Chromatography Forum: GC Archives: Cholesterol analysis
Top of pagePrevious messageNext messageBottom of pageLink to this message  By M. Perez on Friday, July 9, 1999 - 01:26 pm:

I've working on cholesterol quantitation in food samples, specially seafood. I've noticed wide differences among injections of a same extract or between replicates of a same sample. This behavior is not constant, given that sometimes a good repeatability is shown. After cleaning the detector (FID), injector and septum replace, this appears to get better but not for much time. In a work day, it becomes worse and worse. The day after I can have a good response at the begining, and the cycle goes on.
Some people advise me to take care with split/splitless injector, since this causes great variability, in particular if manual injection is used. What can I do for repeatability performance?


Top of pagePrevious messageNext messageBottom of pageLink to this message  By Mike on Monday, July 12, 1999 - 03:05 pm:

We assayed a lot of TMS derivatives of various sterols on a HP5890 system and never had a problem. The matrix was sediment samples, so it was not exactly clean. We used to replace the inserts (pre-silylated, Supelco sell a nice premixed soln.) regularly and nip a bit of the front of the column. I cannot ever remember cleaning the FID more regularly than every month.


Top of pagePrevious messageNext messageBottom of pageLink to this message  By Ben on Wednesday, September 22, 1999 - 01:11 pm:

I do cholesterol analysis, of oils, normally I have no problem with replication between injections. I use an on-column injection, though. Do you do any clean up stage?

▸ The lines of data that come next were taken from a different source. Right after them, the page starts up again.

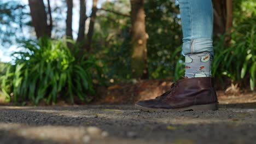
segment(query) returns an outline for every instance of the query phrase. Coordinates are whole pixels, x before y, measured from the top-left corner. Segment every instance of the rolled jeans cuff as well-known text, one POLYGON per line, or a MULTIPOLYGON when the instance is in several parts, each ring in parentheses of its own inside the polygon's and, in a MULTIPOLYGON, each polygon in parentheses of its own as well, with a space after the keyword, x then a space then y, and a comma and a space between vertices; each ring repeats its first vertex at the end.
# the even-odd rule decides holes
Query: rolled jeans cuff
POLYGON ((183 43, 182 55, 208 52, 211 57, 213 58, 213 46, 211 39, 196 39, 183 43))

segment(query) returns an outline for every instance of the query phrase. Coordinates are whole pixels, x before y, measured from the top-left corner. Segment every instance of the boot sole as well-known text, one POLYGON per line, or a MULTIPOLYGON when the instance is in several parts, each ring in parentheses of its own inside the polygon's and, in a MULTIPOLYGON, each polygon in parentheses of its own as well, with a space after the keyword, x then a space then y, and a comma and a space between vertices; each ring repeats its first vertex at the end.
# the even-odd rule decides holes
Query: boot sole
POLYGON ((177 108, 173 109, 154 109, 143 107, 139 105, 135 104, 135 108, 141 111, 147 112, 177 112, 177 111, 205 111, 205 110, 217 110, 218 109, 218 103, 213 103, 207 105, 193 105, 186 107, 177 108))

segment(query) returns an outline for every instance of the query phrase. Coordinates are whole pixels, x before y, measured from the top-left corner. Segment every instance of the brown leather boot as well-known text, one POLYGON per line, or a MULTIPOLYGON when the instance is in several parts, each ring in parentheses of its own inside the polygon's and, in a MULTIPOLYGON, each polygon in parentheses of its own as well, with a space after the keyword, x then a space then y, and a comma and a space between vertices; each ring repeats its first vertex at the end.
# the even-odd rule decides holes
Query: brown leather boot
POLYGON ((182 79, 171 89, 154 99, 141 100, 135 107, 154 112, 218 110, 218 99, 211 77, 182 79))

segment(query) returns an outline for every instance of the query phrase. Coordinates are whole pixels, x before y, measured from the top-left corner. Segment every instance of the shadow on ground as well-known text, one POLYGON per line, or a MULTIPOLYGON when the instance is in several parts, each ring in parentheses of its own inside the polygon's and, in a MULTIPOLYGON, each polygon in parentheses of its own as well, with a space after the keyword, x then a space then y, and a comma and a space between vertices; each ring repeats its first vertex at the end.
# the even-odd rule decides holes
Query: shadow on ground
POLYGON ((214 111, 168 113, 141 112, 133 105, 2 106, 0 110, 0 139, 8 143, 252 143, 256 140, 256 103, 221 104, 214 111), (108 134, 88 136, 85 131, 91 126, 108 134))

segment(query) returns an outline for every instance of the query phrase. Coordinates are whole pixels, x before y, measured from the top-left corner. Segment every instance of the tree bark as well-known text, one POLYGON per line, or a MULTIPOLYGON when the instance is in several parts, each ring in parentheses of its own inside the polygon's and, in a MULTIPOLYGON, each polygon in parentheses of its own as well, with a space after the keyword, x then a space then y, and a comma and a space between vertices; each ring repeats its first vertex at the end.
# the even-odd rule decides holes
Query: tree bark
POLYGON ((87 19, 86 11, 86 0, 80 0, 79 27, 77 42, 81 42, 85 40, 85 21, 87 19))
POLYGON ((70 39, 73 39, 72 34, 72 15, 73 15, 73 0, 66 0, 67 11, 67 20, 66 20, 66 35, 70 39))
POLYGON ((93 0, 92 8, 90 20, 90 25, 87 33, 87 42, 86 49, 87 51, 90 51, 91 49, 91 44, 92 40, 92 35, 94 34, 94 25, 95 23, 96 13, 97 13, 97 3, 98 0, 93 0))
MULTIPOLYGON (((50 37, 51 28, 50 25, 48 26, 47 24, 47 15, 43 1, 28 0, 28 3, 32 25, 34 27, 37 38, 39 38, 43 35, 50 37)), ((50 9, 50 7, 49 8, 50 9)))
POLYGON ((132 76, 133 78, 148 78, 147 56, 144 0, 131 0, 132 35, 132 76))

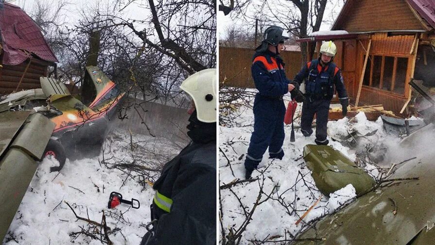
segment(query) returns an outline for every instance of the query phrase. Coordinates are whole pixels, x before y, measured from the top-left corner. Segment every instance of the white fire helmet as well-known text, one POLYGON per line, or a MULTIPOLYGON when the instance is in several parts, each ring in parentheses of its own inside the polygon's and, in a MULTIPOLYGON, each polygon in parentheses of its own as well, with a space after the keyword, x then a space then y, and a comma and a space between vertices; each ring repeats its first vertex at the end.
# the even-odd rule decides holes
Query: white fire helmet
POLYGON ((216 77, 215 69, 206 69, 191 75, 180 86, 193 100, 196 117, 204 122, 216 121, 216 77))
POLYGON ((333 57, 337 53, 337 47, 332 41, 325 42, 320 46, 320 53, 333 57))

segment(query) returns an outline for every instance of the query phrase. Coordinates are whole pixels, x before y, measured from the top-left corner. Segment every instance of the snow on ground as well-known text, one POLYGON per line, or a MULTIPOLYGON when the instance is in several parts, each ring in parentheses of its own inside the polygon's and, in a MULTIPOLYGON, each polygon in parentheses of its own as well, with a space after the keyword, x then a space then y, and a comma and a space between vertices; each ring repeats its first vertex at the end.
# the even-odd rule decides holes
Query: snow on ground
MULTIPOLYGON (((133 135, 132 139, 136 148, 133 154, 129 133, 117 131, 109 135, 103 147, 105 161, 111 163, 131 162, 133 156, 136 164, 142 162, 144 166, 158 168, 180 150, 172 142, 161 139, 133 135)), ((98 223, 102 222, 104 211, 107 226, 112 230, 119 229, 109 235, 114 244, 139 244, 146 232, 144 225, 150 221, 149 206, 154 192, 148 184, 139 184, 139 180, 143 183, 147 179, 140 179, 134 172, 130 173, 128 177, 119 169, 109 169, 108 166, 113 165, 100 164, 103 159, 102 151, 95 158, 67 159, 57 175, 58 172, 50 173, 50 166, 54 165, 52 161, 57 161, 45 158, 2 244, 102 244, 100 241, 83 234, 71 235, 81 231, 81 227, 86 229, 88 223, 78 220, 65 202, 79 216, 98 223), (139 200, 140 207, 134 209, 121 204, 114 209, 108 209, 111 192, 121 193, 125 199, 139 200)), ((159 175, 159 172, 150 172, 149 180, 156 180, 159 175)))
MULTIPOLYGON (((284 98, 286 105, 289 99, 288 97, 284 98)), ((243 113, 234 120, 233 125, 219 127, 220 186, 237 179, 244 179, 244 163, 254 123, 252 110, 247 107, 252 108, 253 104, 253 100, 251 101, 251 105, 239 109, 239 112, 243 113)), ((286 137, 283 149, 285 155, 282 160, 268 159, 266 151, 259 169, 254 171, 252 175, 253 178, 258 177, 259 180, 238 184, 233 186, 230 190, 220 190, 222 212, 220 215, 223 217, 219 227, 220 241, 223 238, 223 227, 226 235, 228 234, 229 229, 236 232, 244 224, 246 224, 244 222, 254 208, 252 220, 243 232, 241 244, 252 243, 255 240, 263 241, 275 236, 281 236, 274 237, 278 237, 278 240, 283 240, 285 237, 290 239, 292 235, 300 232, 307 222, 329 213, 336 209, 339 203, 344 203, 355 196, 354 189, 352 194, 351 189, 353 188, 351 185, 342 191, 345 192, 344 194, 338 191, 330 199, 323 196, 298 225, 295 224, 321 195, 302 158, 304 146, 308 144, 314 144, 315 133, 314 129, 311 136, 304 137, 300 132, 299 126, 301 107, 301 104, 298 105, 295 114, 296 142, 290 141, 291 125, 285 126, 286 137), (263 175, 261 172, 264 173, 263 175), (254 207, 261 187, 263 192, 261 197, 261 203, 254 207), (268 199, 267 195, 269 194, 270 198, 268 199), (244 209, 241 207, 242 204, 244 209)), ((355 160, 358 149, 364 149, 366 144, 379 143, 387 138, 380 118, 376 122, 370 122, 367 120, 364 113, 357 114, 354 119, 330 121, 328 128, 330 136, 329 145, 352 160, 355 160), (376 130, 376 133, 370 135, 370 133, 376 130), (344 145, 345 144, 332 140, 331 137, 333 136, 335 139, 342 139, 354 131, 357 131, 359 136, 366 135, 360 137, 362 139, 355 149, 351 149, 344 145)), ((372 175, 378 175, 378 169, 375 166, 367 164, 365 168, 372 175)))

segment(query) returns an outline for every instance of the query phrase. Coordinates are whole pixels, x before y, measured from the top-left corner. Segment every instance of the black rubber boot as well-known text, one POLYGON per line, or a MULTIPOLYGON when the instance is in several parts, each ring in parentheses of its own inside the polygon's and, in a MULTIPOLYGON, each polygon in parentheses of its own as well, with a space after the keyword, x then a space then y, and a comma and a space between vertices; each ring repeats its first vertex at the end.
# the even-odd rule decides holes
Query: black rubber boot
POLYGON ((329 140, 328 140, 319 141, 317 140, 317 139, 316 139, 315 140, 314 140, 314 141, 315 142, 315 143, 317 144, 318 145, 327 145, 329 143, 329 140))
POLYGON ((248 170, 246 169, 246 173, 245 173, 244 178, 245 179, 249 179, 252 178, 251 175, 252 174, 252 171, 253 170, 248 170))

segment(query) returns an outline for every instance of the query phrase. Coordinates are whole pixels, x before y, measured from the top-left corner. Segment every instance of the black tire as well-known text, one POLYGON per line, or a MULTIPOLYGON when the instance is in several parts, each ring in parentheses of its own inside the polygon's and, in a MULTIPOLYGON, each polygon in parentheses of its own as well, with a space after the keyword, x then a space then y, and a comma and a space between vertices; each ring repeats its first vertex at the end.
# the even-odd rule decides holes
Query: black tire
POLYGON ((59 166, 51 167, 50 172, 60 171, 65 165, 65 161, 67 159, 65 149, 60 142, 52 139, 49 140, 47 147, 44 150, 42 158, 49 156, 54 157, 59 161, 59 166))

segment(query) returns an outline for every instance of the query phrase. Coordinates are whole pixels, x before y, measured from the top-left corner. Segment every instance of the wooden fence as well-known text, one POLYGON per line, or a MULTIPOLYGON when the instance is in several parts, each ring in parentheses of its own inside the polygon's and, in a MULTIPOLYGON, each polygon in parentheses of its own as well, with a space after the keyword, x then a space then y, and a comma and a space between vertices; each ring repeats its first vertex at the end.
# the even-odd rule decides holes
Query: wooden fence
MULTIPOLYGON (((251 75, 251 49, 219 47, 219 82, 239 88, 255 88, 251 75)), ((281 57, 285 63, 287 78, 292 80, 300 70, 300 52, 283 51, 281 57)))

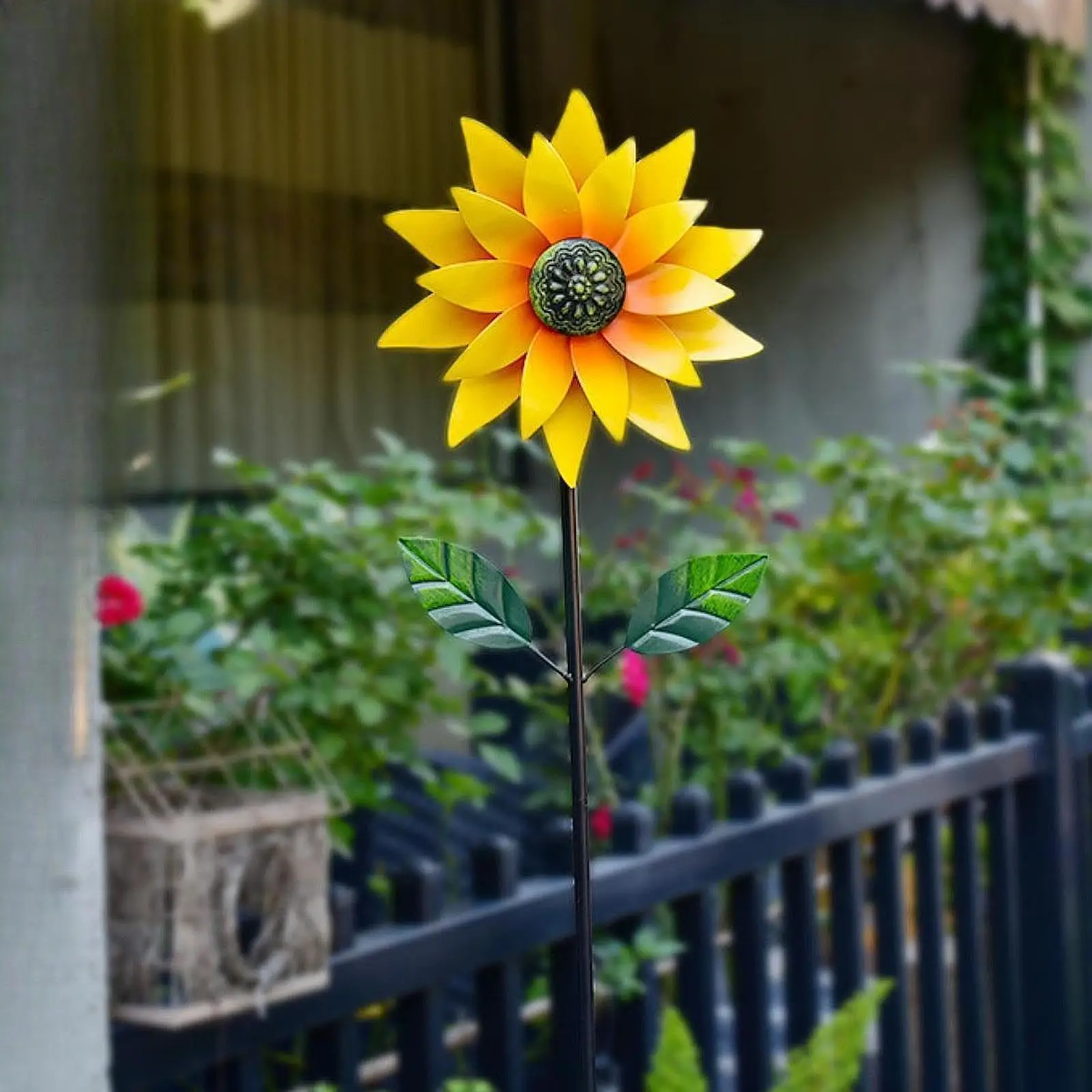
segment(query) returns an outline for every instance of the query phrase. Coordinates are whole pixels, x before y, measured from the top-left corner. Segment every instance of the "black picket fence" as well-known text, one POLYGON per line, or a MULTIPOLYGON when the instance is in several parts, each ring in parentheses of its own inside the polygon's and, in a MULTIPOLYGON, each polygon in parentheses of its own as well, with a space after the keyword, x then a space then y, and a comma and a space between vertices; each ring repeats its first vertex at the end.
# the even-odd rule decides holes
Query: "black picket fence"
MULTIPOLYGON (((917 721, 904 737, 873 737, 867 776, 858 775, 856 748, 846 743, 829 749, 815 771, 817 786, 808 762, 786 763, 772 805, 758 774, 737 774, 728 786, 727 822, 712 820, 707 793, 687 787, 675 799, 670 836, 661 840, 643 808, 622 807, 614 853, 594 866, 596 924, 629 938, 650 914, 669 907, 682 945, 672 996, 712 1090, 726 1087, 717 1045, 725 895, 738 1092, 772 1085, 779 1033, 793 1047, 820 1022, 824 974, 835 1005, 871 976, 893 984, 865 1089, 1092 1087, 1092 1036, 1085 1034, 1092 911, 1082 909, 1092 907, 1085 684, 1047 657, 1009 665, 1000 680, 999 697, 977 710, 953 702, 940 727, 917 721), (904 889, 907 855, 912 892, 904 889), (820 870, 828 922, 817 894, 820 870), (776 936, 772 874, 779 878, 776 936), (866 943, 869 930, 874 943, 866 943), (775 1026, 772 1004, 775 947, 784 968, 784 1028, 775 1026)), ((116 1026, 115 1092, 298 1087, 305 1083, 299 1072, 278 1078, 271 1060, 286 1044, 301 1047, 307 1080, 356 1090, 361 1064, 373 1053, 359 1012, 387 1001, 394 1002, 396 1073, 381 1087, 438 1092, 452 1064, 444 987, 467 976, 474 985, 474 1025, 465 1036, 472 1070, 500 1092, 575 1087, 571 998, 579 968, 571 880, 563 878, 569 832, 559 827, 550 840, 546 864, 554 876, 521 879, 518 857, 510 839, 487 838, 472 855, 474 900, 447 912, 441 867, 410 863, 394 878, 394 924, 359 933, 335 954, 322 993, 181 1032, 116 1026), (544 1065, 532 1067, 521 1017, 523 972, 529 954, 541 950, 548 952, 549 1051, 544 1065)), ((645 968, 643 981, 644 995, 610 1013, 622 1092, 641 1092, 656 1042, 661 978, 645 968)))

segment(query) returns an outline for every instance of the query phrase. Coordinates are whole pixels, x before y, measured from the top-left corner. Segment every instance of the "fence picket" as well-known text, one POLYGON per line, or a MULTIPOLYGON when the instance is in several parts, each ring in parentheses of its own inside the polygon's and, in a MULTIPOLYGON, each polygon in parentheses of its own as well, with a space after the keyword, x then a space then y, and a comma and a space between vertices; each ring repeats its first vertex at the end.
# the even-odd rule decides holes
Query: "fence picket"
MULTIPOLYGON (((503 834, 476 845, 471 854, 474 898, 510 899, 520 886, 519 847, 503 834)), ((494 1088, 523 1092, 523 989, 518 960, 482 968, 474 976, 478 1018, 477 1068, 494 1088)))
MULTIPOLYGON (((910 761, 929 765, 940 753, 940 736, 931 721, 910 726, 910 761)), ((946 1092, 950 1087, 948 983, 945 936, 943 873, 940 859, 940 815, 935 809, 914 816, 914 878, 917 918, 917 980, 921 1008, 922 1088, 946 1092)))
MULTIPOLYGON (((811 763, 790 758, 778 772, 785 806, 811 799, 811 763)), ((785 950, 785 1033, 790 1049, 803 1046, 819 1024, 819 906, 816 855, 787 857, 781 864, 782 933, 785 950)))
POLYGON ((1077 817, 1072 725, 1084 711, 1076 673, 1040 655, 1001 668, 1017 727, 1043 747, 1040 776, 1017 784, 1024 987, 1024 1087, 1083 1089, 1077 817))
MULTIPOLYGON (((762 779, 752 770, 728 781, 728 816, 752 822, 762 814, 762 779)), ((770 938, 767 881, 746 873, 729 886, 733 1000, 736 1010, 736 1087, 738 1092, 767 1092, 773 1078, 770 1034, 770 938)))
MULTIPOLYGON (((945 713, 945 749, 966 755, 975 746, 973 708, 954 701, 945 713)), ((952 899, 956 910, 956 1014, 960 1092, 986 1089, 986 989, 982 937, 977 800, 956 800, 949 811, 952 836, 952 899)))
MULTIPOLYGON (((850 792, 857 783, 857 748, 840 739, 823 755, 820 781, 823 788, 850 792)), ((856 835, 832 842, 827 850, 830 868, 830 933, 834 971, 834 1004, 842 1006, 865 985, 865 881, 860 839, 856 835)), ((862 1067, 857 1088, 868 1087, 867 1067, 862 1067)))
MULTIPOLYGON (((418 858, 395 873, 394 921, 420 925, 443 910, 443 870, 418 858)), ((399 999, 394 1008, 401 1092, 436 1092, 443 1083, 443 994, 438 987, 399 999)))
MULTIPOLYGON (((614 816, 614 852, 619 856, 648 853, 655 841, 656 826, 652 811, 643 804, 620 805, 614 816)), ((651 923, 648 914, 624 917, 614 926, 624 943, 632 943, 638 931, 651 923)), ((651 963, 640 969, 644 993, 622 1001, 615 1014, 615 1055, 621 1070, 621 1092, 643 1092, 644 1076, 655 1053, 658 1035, 660 978, 651 963)))
MULTIPOLYGON (((551 876, 572 875, 572 820, 555 819, 549 823, 545 840, 545 864, 551 876)), ((571 903, 570 903, 571 905, 571 903)), ((594 907, 593 907, 594 909, 594 907)), ((572 923, 575 926, 575 921, 572 923)), ((580 1052, 577 1026, 577 994, 582 970, 573 934, 549 946, 550 997, 550 1088, 579 1088, 580 1052)))
MULTIPOLYGON (((874 778, 899 774, 900 739, 890 729, 868 741, 874 778)), ((876 910, 876 973, 891 983, 880 1010, 880 1092, 910 1092, 910 976, 906 972, 906 900, 902 889, 902 840, 899 824, 873 831, 873 873, 876 910)))
MULTIPOLYGON (((709 793, 688 785, 672 802, 672 833, 701 838, 713 823, 709 793)), ((678 960, 678 1007, 698 1044, 701 1070, 711 1089, 721 1087, 716 1034, 716 891, 701 888, 672 903, 675 930, 684 946, 678 960)))
MULTIPOLYGON (((994 698, 978 713, 978 731, 987 743, 1012 736, 1012 705, 994 698)), ((997 1092, 1024 1092, 1023 988, 1017 903, 1016 805, 1011 785, 984 794, 989 843, 989 951, 993 987, 993 1054, 997 1092)))

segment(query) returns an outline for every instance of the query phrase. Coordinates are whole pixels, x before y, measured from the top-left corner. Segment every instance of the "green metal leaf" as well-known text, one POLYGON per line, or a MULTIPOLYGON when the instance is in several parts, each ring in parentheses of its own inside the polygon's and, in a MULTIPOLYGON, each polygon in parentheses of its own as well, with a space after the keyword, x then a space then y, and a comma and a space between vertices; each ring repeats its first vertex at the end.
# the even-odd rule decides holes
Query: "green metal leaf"
POLYGON ((711 554, 665 572, 638 602, 626 648, 662 656, 704 644, 743 614, 767 561, 765 554, 711 554))
POLYGON ((452 637, 485 649, 531 644, 531 615, 508 578, 484 557, 439 538, 400 538, 414 594, 452 637))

Top of pagePrevious messageNext messageBottom of pageLink to this message  By M. Perez on Tuesday, September 28, 1999 - 02:44 pm:

I don't know if this was the cause but, since the flow valve was replaced, I don't have problems with repeatability (until now).
About clean up, I filter the samples through glass wood. The problem I think is that some of the samples are freeze dried, then the components are very concentrated. When I store the extracts of that kind of samples into the freezer, a sediment develops so I have to centrifuge them and inject the supernatant.